Despite record PV installations globally and in Germany in particular, German-based PV systems supplier, Sunways saw its sales decline by 50% in 2011, according to financial statements. The company has sales of €116.2 million in fiscal year 2011, compared to €222.7 million in 2010. Sunways reported a consolidated net loss of €62.1 million, compared to a profit of €9.3 million in the prior year period. Management cited shifts in demand in target markets as well as dramatic price declines for slump in sales. The company is now majority owned by LDK Solar.
“2011 was an extremely difficult year for the entire German solar industry, a fact which is also clearly reflected in our financial statements,” noted Michael Wilhelm, Chairman of the Management Board of Sunways. “Non-recurrent expenses in the context of the transaction with the LDK Solar Group also had a negative impact on the operating result of Sunways. However, we have won a strategic investor for the future who will open up new growth prospects for our company,” added Wilhelm.
The company was impacted by impairments due to wafer purchase contracts with Deutsche Solar as well as provisions for warranties and impairments of fixed assets.

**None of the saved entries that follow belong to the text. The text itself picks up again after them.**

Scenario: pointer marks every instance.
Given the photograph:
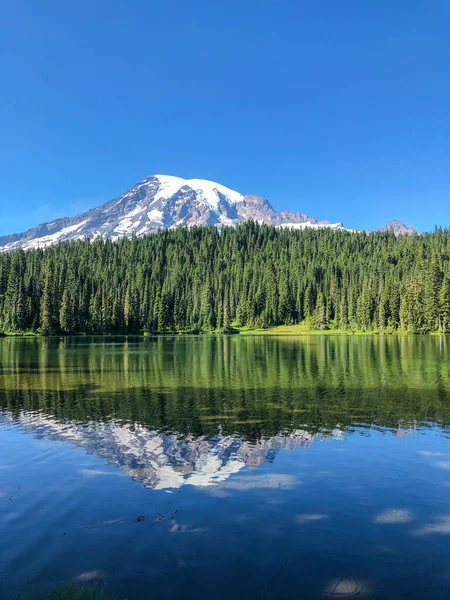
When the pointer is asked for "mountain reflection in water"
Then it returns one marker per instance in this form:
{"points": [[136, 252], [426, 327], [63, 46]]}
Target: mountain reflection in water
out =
{"points": [[267, 467]]}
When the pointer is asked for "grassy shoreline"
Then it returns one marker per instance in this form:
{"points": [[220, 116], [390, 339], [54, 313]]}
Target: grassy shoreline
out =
{"points": [[281, 330]]}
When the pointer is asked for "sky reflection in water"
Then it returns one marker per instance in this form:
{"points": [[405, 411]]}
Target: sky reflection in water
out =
{"points": [[263, 467]]}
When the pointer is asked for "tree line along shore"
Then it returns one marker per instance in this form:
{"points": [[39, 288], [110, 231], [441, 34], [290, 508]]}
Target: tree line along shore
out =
{"points": [[249, 278]]}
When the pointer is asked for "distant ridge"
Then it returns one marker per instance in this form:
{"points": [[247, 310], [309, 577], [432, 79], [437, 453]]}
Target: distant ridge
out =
{"points": [[164, 201]]}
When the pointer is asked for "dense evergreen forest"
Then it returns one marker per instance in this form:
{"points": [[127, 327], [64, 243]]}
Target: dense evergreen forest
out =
{"points": [[201, 279]]}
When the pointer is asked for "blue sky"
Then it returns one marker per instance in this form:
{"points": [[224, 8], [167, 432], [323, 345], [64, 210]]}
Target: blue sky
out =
{"points": [[337, 109]]}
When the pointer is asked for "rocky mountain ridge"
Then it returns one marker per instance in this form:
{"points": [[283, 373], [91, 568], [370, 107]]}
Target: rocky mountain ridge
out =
{"points": [[163, 201]]}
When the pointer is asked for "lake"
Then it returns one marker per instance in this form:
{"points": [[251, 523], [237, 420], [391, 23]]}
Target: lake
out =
{"points": [[226, 467]]}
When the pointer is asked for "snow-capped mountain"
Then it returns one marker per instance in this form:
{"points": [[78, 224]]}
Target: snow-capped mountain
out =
{"points": [[163, 460], [162, 201]]}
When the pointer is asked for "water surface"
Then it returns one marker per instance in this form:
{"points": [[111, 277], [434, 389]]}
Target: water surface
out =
{"points": [[226, 467]]}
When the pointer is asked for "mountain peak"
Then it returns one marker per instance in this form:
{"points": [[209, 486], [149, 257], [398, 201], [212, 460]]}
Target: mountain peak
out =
{"points": [[208, 191], [166, 201]]}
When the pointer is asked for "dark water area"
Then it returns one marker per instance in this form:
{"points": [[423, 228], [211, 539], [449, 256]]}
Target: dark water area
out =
{"points": [[226, 467]]}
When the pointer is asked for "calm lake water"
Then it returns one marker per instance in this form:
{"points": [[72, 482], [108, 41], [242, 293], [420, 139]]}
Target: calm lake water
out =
{"points": [[226, 467]]}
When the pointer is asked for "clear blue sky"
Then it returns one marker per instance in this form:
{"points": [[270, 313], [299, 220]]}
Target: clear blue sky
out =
{"points": [[340, 109]]}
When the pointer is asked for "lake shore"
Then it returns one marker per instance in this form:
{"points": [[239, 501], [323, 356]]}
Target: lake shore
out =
{"points": [[284, 330]]}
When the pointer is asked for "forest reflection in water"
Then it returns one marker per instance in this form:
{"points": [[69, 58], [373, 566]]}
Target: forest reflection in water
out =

The company said that 45.4% of sales were generated abroad, compared to 29.2% in 2010 but corresponded to sales revenues of €52.7 million in 2011, compared to €65.2 million in the previous year.
PV modules sales in 2011 reached 66.8MW, up 23.7% when compared to 2010. However, due to price declines module sales revenues declined to €81.3 million compared to €96million in the prior year period.
PV inverter sales were down significantly at €27.5 million, compared to €46.6 million in 2010, a 41% decline. The company said that inverter sales were at their weakest in the first quarter of 2011 yet improved during the rest of the year.
Sunways reported expenses of €44 million in the fourth quarter of which €34 million was related to transactions and other non-recurrent effects.